» Before surgery:
It is very important to pin-point the exact cause of the failure of the primary surgery. Thus it is very imperative to rule out infection by doing specific tests like, cbc, esr, c-reactive protien and technitium followed by gallium scans. Current x-rays are compared to previous x-rays to see for any implant breakage, malalignment etc.
» During Surgery :
Pre-op preparation must always include preparation of bone graft donar site, which is usually the iliac crest. The exposure is the same as any primary surgery, after which the original artifical joint is removed. If the primary artificial joint was put in with cement, the cement has to be removed from inside the canal of the femur and the tibia. Because the bone is often fragile and the cement is hard, removing the cement can cause the femur or tibia to fracture during the operation. This is not unusual, and in most cases the surgeon will simply continue with the operation and fix the fracture as well.
Samples of bone and marrow tissue are usually removed during the surgery and sent to a laboratory to see if any infection is present. If an infection is present, a new artificial joint will probably not be put in There is almost always a bone loss around the primary prosthesis (see below). The surgeon deals with this problem by placing a bone graft or metal wedges (partial or complete) around the artificial joint to reinforce the bone. This bone graft may come from your own body, such as bone taken from the pelvis during the same operation or obtained from the bone bank.
After application of bone and other materials to rebuild the tibia and/or femur, a new prosthesis is implanted. It is challenging to imitate the natural shape of the bones after rebuilding the bone, so a specially designed prosthesis is usually needed. All of this is carefully planned by the surgeon before the operation. To get the best and sturdiest fit between the tibial and femoral components, the surgeon adjusts and balances the soft tissues that surround the knee joint. Further adjustment is made by changing to a thicker plastic portion of the tibial component. In the end, the surgeon tries to get the best fit so that the knee is stable through a full range of movement.

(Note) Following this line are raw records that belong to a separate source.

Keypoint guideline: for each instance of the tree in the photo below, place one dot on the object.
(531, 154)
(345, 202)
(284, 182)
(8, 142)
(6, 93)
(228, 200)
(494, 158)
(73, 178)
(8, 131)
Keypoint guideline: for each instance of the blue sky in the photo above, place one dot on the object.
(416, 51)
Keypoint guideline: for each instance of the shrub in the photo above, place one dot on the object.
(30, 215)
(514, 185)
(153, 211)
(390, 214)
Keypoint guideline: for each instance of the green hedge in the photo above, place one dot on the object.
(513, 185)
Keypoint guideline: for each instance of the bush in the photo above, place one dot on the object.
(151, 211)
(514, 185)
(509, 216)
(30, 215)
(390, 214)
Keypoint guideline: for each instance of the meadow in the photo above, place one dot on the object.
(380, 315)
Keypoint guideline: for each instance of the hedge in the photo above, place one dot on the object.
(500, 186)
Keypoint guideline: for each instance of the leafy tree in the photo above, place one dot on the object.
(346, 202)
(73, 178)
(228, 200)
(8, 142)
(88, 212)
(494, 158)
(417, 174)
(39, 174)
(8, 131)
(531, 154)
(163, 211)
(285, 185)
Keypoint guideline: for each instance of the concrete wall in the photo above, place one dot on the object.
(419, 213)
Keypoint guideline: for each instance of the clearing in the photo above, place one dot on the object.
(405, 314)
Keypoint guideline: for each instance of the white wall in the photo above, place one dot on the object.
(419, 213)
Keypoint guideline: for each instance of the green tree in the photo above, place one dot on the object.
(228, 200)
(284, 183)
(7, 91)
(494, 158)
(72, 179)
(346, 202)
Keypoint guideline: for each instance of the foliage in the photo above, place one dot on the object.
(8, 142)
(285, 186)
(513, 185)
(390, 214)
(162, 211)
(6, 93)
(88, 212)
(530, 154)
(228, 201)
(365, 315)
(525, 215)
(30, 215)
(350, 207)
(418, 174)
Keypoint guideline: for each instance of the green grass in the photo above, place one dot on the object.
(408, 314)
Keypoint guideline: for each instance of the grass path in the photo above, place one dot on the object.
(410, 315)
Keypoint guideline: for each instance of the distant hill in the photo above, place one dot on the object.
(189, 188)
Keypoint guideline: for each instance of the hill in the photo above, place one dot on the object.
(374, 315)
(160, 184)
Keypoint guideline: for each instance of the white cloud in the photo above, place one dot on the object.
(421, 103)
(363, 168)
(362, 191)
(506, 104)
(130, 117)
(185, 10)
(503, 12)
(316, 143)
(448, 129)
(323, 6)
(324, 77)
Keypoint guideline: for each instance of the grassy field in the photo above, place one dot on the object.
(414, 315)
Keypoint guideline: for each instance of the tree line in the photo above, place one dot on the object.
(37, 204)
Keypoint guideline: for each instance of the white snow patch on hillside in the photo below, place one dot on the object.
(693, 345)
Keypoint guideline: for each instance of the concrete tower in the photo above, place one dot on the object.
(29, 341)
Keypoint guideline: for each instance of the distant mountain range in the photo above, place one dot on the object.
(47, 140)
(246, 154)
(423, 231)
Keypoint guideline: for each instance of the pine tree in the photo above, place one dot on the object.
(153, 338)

When the tibial and femoral components are in place and the soft tissues have been balanced, the surgeon will address the patella. In some cases, the patella may not need to be revised, especially when the surgeon sees good fixation of the original patella implant.
Finally, the soft tissues of the knee are sewn back together, and metal staples or stitches are used to hold the skin incision together.
» After Surgery :
Rehabilitation is usually the same as that of the primary knee surgery.
» Revision Prosthesis:
The prosthesis used during revision knee surgery are very complex, with rods and wedges to compensate for bone loss.